Door Lucien Wopereis
Het gebeurt met enige regelmaat dat bedrijfsculturen volstrekt uit het spoor lopen. Denk aan het dieselschandaal bij Volkswagen, de op hol geslagen verkoopmethoden van de Amerikaanse bank Wells Fargo en – wat langer geleden – het omkoopschandaal bij Siemens. Schandalen die een bedrijf duur komen te staan als ze aan het licht komen.
De rol van de bedrijfsjuristen in deze zaken komt eigenlijk zelden boven tafel, maar voor zover ik heb kunnen nagaan is de ontsporing van de bedrijfscultuur in geen van bovenstaande gevallen aan de kaak gesteld door de general counsel of diens afdeling.
Als je er even over doordenkt, dan is het een kortzichtige manier om jezelf en je eigen bestaansrecht binnen een onderneming voor het voetlicht te brengen: wij zijn níet de afdeling Nee! Nee is in sommige gevallen namelijk gewoon het beste antwoord op een vraag. Zullen we software ontwerpen waarmee we de uitstoot van uitlaatgassen gedurende tests kunnen verminderen? Nee! Zullen we slechtziende ouwe vrouwtjes van tachtig veel te dure en onzinnige bankproducten door de strot duwen? Nee! Zullen we mensen gaan omkopen om zo meer spullen te kunnen verkopen? Nee!

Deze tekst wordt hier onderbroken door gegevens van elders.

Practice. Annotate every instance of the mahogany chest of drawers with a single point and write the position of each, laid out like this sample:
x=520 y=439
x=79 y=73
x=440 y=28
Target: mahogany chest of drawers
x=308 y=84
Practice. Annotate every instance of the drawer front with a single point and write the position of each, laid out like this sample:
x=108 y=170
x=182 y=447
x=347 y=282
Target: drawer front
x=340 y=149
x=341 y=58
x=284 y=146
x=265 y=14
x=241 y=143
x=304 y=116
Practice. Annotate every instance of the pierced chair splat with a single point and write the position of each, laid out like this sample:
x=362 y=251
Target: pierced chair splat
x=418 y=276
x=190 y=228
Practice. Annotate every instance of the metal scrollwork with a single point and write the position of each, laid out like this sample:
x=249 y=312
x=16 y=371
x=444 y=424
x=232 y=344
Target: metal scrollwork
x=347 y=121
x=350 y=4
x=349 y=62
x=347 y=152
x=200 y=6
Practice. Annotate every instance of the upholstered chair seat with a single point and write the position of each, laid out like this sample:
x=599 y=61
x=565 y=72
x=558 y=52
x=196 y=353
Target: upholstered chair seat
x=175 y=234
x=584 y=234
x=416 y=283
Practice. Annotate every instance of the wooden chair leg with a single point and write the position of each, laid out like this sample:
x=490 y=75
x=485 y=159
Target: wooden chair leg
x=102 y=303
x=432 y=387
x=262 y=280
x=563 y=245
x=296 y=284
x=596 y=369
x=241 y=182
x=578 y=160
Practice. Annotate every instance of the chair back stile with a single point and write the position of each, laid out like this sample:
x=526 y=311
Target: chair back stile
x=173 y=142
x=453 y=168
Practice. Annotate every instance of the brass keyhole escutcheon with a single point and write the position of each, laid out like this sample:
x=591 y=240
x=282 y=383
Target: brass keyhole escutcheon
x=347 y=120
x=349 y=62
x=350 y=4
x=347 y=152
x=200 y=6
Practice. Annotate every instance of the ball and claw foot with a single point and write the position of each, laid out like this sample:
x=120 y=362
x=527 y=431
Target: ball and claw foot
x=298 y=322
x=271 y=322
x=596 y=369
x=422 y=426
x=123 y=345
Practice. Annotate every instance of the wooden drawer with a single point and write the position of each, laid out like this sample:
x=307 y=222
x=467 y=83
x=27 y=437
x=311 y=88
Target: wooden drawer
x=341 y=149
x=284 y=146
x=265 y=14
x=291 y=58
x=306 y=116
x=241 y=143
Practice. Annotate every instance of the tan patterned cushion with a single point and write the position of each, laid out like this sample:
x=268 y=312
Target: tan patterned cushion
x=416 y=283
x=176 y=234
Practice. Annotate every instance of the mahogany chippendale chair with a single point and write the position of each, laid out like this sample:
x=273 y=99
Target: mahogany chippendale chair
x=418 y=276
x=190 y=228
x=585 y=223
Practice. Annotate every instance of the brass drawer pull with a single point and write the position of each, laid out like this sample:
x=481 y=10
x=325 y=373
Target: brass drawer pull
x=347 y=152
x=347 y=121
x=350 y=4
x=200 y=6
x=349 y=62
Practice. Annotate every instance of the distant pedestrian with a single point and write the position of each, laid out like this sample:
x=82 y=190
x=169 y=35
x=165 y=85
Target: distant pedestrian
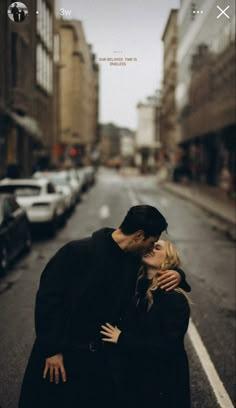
x=87 y=283
x=156 y=372
x=15 y=12
x=22 y=15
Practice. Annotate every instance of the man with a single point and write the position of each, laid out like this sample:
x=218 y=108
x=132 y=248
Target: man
x=15 y=12
x=88 y=283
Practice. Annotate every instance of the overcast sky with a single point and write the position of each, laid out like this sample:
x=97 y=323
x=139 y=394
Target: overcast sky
x=119 y=29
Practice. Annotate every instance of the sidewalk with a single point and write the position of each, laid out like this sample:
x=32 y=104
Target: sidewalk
x=211 y=199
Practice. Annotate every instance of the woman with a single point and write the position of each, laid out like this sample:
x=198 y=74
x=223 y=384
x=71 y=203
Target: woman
x=152 y=337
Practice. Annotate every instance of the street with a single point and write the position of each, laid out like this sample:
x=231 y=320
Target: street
x=208 y=261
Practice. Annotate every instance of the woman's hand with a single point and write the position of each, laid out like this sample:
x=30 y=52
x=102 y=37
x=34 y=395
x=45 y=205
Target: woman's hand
x=169 y=280
x=112 y=333
x=55 y=366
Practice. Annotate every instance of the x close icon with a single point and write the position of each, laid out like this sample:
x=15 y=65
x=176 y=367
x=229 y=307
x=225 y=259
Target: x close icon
x=223 y=12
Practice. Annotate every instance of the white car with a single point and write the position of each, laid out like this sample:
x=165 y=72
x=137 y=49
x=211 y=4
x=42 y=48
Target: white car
x=62 y=186
x=39 y=198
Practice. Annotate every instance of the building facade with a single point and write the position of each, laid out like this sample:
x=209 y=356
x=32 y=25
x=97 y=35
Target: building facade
x=147 y=139
x=206 y=91
x=26 y=109
x=170 y=131
x=79 y=92
x=110 y=144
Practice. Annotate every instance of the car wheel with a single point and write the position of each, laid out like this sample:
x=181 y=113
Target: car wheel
x=3 y=259
x=28 y=241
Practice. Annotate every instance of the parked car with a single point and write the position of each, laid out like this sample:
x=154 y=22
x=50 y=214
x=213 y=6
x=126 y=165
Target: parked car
x=43 y=205
x=15 y=235
x=77 y=181
x=90 y=175
x=81 y=172
x=62 y=186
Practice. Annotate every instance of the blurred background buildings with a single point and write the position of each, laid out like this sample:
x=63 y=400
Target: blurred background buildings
x=50 y=89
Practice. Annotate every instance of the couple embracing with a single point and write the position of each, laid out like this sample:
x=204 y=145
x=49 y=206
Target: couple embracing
x=110 y=318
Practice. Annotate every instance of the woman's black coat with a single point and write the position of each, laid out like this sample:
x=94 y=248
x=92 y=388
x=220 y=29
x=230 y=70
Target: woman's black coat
x=87 y=283
x=153 y=349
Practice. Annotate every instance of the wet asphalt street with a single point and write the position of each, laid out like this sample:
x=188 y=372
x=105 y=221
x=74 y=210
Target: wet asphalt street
x=208 y=260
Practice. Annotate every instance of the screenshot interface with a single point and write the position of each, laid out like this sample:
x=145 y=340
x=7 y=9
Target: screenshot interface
x=105 y=105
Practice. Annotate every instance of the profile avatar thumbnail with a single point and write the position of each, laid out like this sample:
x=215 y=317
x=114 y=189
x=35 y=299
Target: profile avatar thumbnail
x=17 y=12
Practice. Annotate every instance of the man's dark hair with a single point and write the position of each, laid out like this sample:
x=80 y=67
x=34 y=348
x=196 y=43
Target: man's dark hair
x=146 y=218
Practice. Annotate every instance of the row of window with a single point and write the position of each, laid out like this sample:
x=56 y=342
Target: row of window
x=44 y=73
x=45 y=24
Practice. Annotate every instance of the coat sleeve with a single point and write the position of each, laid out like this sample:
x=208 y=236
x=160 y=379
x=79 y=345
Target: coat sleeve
x=169 y=341
x=50 y=312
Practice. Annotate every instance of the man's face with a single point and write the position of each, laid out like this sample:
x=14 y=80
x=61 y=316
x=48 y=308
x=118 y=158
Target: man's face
x=145 y=245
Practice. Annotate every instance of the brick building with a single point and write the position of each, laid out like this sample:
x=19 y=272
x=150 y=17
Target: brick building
x=79 y=92
x=206 y=92
x=26 y=91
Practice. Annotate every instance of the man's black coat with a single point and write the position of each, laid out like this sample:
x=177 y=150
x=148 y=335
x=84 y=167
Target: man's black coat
x=87 y=283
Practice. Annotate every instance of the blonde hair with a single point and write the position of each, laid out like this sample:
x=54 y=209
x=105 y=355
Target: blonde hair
x=171 y=261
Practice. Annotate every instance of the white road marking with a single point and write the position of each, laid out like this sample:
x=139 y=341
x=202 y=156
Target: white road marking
x=218 y=388
x=104 y=212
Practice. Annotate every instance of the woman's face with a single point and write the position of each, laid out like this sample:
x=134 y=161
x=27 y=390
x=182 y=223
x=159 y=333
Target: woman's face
x=157 y=256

Het is tijd voor eerherstel van het woord nee. Rommelhypotheken, perverse beloningsprikkels, winstverdriedubbelaars, binaire opties (onder meer aan de man gebracht door de nepadvocaat Reyer Roseboom, maar dat geheel terzijde), plofkippen, kinder- of slavenarbeid: even zo vaak nee.
Je bewijst de juridische beroepsgroepen en ook de onderneming waarin je werkzaam bent volgens mij helemaal geen dienst door jezelf bij voorbaat als blije jaknikker te positioneren. Het zou mooi zijn als bedrijfsjuristen – en advocaten – zich laten voorstaan op hun core business: kijken of iets juridisch door de beugel kan. Vaak zal het antwoord ja zijn, soms een ja mits of tenzij, maar soms ook een onomwonden: ‘Hier gaan we dus niet aan beginnen. Not on my watch.’